Per-Tool Failure Modes

FRASER 2.0: Q Hyperparameter Mistuning

Trigger: Default q=10 used without tuning; or wrong q for cohort size.

Mechanism: Q is the autoencoder bottleneck dimension; too small -> confounders leak into outlier signal; too large -> real biological signal absorbed by autoencoder.

Symptom: Either no significant outliers (q too high) or many spurious calls clustering by batch (q too low).

Fix: Run estimateBestQ(fds, type='jaccard', useOHT=TRUE) (Optimal Hard Thresholding default; very fast); use the returned bestQ(fds) value.
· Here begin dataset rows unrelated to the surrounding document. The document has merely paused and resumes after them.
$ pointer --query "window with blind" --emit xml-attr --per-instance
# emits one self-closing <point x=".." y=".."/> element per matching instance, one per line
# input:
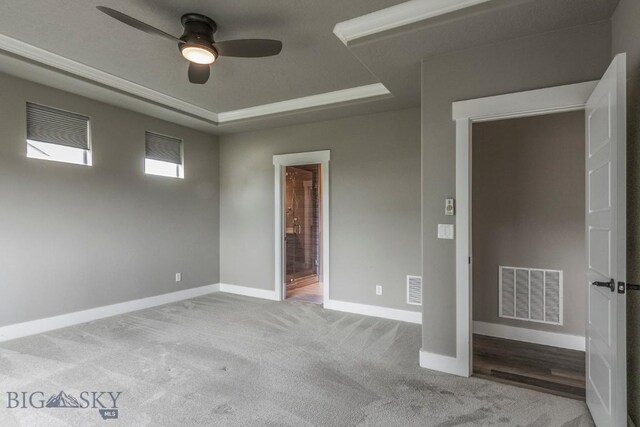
<point x="57" y="135"/>
<point x="163" y="155"/>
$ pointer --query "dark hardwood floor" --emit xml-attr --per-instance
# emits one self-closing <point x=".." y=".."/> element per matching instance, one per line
<point x="549" y="369"/>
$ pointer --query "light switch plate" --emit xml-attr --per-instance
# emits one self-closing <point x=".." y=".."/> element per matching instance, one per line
<point x="449" y="206"/>
<point x="446" y="231"/>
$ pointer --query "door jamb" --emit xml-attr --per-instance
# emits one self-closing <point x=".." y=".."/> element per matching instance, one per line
<point x="280" y="162"/>
<point x="523" y="104"/>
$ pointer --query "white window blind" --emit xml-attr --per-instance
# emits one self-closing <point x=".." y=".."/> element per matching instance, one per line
<point x="54" y="126"/>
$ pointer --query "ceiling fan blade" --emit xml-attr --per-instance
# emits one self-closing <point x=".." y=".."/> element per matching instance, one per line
<point x="199" y="73"/>
<point x="248" y="48"/>
<point x="135" y="23"/>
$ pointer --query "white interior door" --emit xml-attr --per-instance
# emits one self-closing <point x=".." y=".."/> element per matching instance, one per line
<point x="606" y="247"/>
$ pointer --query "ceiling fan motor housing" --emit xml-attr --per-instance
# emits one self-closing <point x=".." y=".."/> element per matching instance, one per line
<point x="198" y="31"/>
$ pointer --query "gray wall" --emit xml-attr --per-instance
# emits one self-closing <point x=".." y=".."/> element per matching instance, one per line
<point x="528" y="200"/>
<point x="626" y="38"/>
<point x="75" y="237"/>
<point x="569" y="56"/>
<point x="374" y="203"/>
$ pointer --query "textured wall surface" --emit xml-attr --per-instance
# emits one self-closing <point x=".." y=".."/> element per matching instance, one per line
<point x="626" y="38"/>
<point x="528" y="210"/>
<point x="374" y="203"/>
<point x="563" y="57"/>
<point x="75" y="237"/>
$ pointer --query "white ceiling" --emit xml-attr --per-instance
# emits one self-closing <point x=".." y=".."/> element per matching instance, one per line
<point x="313" y="60"/>
<point x="313" y="63"/>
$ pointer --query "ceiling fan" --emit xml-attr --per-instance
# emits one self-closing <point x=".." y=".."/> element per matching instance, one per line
<point x="197" y="44"/>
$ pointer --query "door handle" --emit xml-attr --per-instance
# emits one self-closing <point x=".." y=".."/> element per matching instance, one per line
<point x="610" y="284"/>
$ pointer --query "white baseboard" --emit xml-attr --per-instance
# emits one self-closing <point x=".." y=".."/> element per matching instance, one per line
<point x="249" y="292"/>
<point x="375" y="311"/>
<point x="33" y="327"/>
<point x="554" y="339"/>
<point x="446" y="364"/>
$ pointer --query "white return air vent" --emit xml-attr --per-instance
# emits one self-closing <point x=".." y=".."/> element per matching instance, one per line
<point x="414" y="290"/>
<point x="530" y="294"/>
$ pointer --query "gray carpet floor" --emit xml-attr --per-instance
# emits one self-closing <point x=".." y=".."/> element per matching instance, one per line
<point x="234" y="361"/>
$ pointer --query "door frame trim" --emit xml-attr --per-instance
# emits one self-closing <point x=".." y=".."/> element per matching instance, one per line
<point x="280" y="162"/>
<point x="522" y="104"/>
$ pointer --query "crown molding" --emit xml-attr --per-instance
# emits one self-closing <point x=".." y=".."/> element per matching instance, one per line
<point x="367" y="92"/>
<point x="398" y="16"/>
<point x="86" y="72"/>
<point x="165" y="106"/>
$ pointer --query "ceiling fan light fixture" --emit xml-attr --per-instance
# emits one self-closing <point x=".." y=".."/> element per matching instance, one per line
<point x="198" y="53"/>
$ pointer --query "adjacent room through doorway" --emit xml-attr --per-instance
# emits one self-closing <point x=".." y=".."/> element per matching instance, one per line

For exhaustive search, pass useOHT=FALSE, q_param=c(2, 5, 10, 15) and inspect plotEncDimSearch for the plateau.

FRASER 2.0: Tissue Mismatch

Trigger: Patient sample from different tissue than majority of controls.

Mechanism: FRASER autoencoder learns tissue-specific expression patterns; tissue-mismatched patient appears as global outlier.

Symptom: Hundreds of "significant" outliers in patient; not biologically interpretable.

Fix: Strict tissue matching; if controls are mixed-tissue, use only controls from patient's tissue.

OUTRIDER: Few Controls

Trigger: Cohort <20 samples.

Mechanism: Autoencoder needs sufficient samples to learn expression covariance; fails to fit at very small cohort sizes.

Symptom: Convergence warnings; uncalibrated p-values.

Fix: Pool with GTEx auxiliary controls; or use simpler outlier methods (z-score on log-CPM).

LeafcutterMD: Cluster Count Limits

Trigger: Very few clusters in patient sample (low coverage or filtered out).

Mechanism: LeafcutterMD fits a Dirichlet-multinomial (Beta-binomial per-intron) model over cluster counts; few observations -> unstable fit -> unreliable p-values.

Symptom: Inflated or deflated p-values; few significant calls.

Fix: Increase coverage; relax filtering (-m 10 instead of 50); or switch to FRASER2.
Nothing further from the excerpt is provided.